Cinayeti aydınlatana 15 bin lira ödül


Andrew Symth’in babası Chris, şu iddialarda bulunuyor: “Yetkililerin Andrew’ün ölümünü aydınlatmak için ciddi bir soruşturma yürüttüklerini düşünmüyorum. Andrew bulunduğunda çekilen fotoğraflarda da görüldüğü gibi yüzü kanla kaplı, vücudunda ezikler var; yani ölmeden önce bir şey yapıldığı kesin. Onu öldüren kişi veya kişiler cesedini ormana terk etmişler. Ayakkabısındaki izlerden ormana sürüklendiği açıkça anlaşılıyordu.”

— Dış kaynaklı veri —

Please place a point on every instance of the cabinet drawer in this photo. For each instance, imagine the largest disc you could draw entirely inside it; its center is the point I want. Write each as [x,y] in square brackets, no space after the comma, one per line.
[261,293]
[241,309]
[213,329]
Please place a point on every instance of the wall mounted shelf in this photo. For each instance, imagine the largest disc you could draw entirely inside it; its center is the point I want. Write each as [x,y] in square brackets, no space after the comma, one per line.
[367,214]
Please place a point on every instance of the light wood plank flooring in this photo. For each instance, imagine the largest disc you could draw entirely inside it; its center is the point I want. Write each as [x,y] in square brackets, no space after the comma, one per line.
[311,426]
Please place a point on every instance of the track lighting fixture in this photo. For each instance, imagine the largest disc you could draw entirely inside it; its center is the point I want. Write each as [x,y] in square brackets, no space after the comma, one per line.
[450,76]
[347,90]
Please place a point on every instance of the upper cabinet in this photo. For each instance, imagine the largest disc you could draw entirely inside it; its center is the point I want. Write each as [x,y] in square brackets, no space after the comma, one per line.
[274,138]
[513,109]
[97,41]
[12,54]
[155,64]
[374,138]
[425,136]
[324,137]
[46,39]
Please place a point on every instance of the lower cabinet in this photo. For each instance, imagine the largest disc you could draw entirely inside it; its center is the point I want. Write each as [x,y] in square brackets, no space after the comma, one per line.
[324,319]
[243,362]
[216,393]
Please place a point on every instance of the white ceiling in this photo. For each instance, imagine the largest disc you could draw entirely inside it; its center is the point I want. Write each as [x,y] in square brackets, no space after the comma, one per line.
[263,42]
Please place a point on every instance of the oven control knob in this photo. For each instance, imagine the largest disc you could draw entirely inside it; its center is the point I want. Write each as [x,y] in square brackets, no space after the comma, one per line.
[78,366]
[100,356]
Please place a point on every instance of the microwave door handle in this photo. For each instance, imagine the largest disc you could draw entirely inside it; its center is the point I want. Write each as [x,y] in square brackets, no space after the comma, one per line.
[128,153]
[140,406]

‘Kafaya darbe öldürdü’ iddiası


Andrew  Smyth’in ailesi, Sırbistan’da bağımsız bir patolojiste gitmiş. 7 binden fazla otopsi yaptığını iddia ettikleri Dr. Ivica Milosavljevic’in hazırladığı raporda, Andrew’ün aşırı doz uyuşturucu kullanımından değil, keskin olmayan bir cisimle kafaya aldığı darbeye bağlı travmadan can verdiği ileri sürülüyor.

Kıyafetleri yok oldu

Üvey anne Lynne Cannon, acı olay sonrası yaşananlara dair şu iddialarda bulunuyor: “Andrew ölü bulunduğunda çekilen fotoğraflarda, gömleğinde yüksek miktarda kan gözüküyor. Ancak bu kan hiçbir zaman test edilmedi, çünkü son derece şüpheli bir şekilde, Andrew ölü bulunduğunda üzerinde olan kıyafetleri ortadan yok oldu! Savcılık kıyafetlerden jandarmanın sorumlu olduğunu söyledi. ancak jandarma da bu suçlamayı kabul etmedi. Andrew, haftada dört gün spor yapardı, uyuşturucu alışkanlığı yoktu. Çok kötü bir şekilde dövülüp ormana atıldığı açık olmasına rağmen bölge savcılığı ‘ölümünde şüpheli bir durum olmadığı’ yönünde karar verdi. Bu yüzden de Andrew’ün cesedinin bulunduğu alanda suç mahali incelemesi yapılmadı, suç mahallinden hiçbir DNA örneği alınmadı.”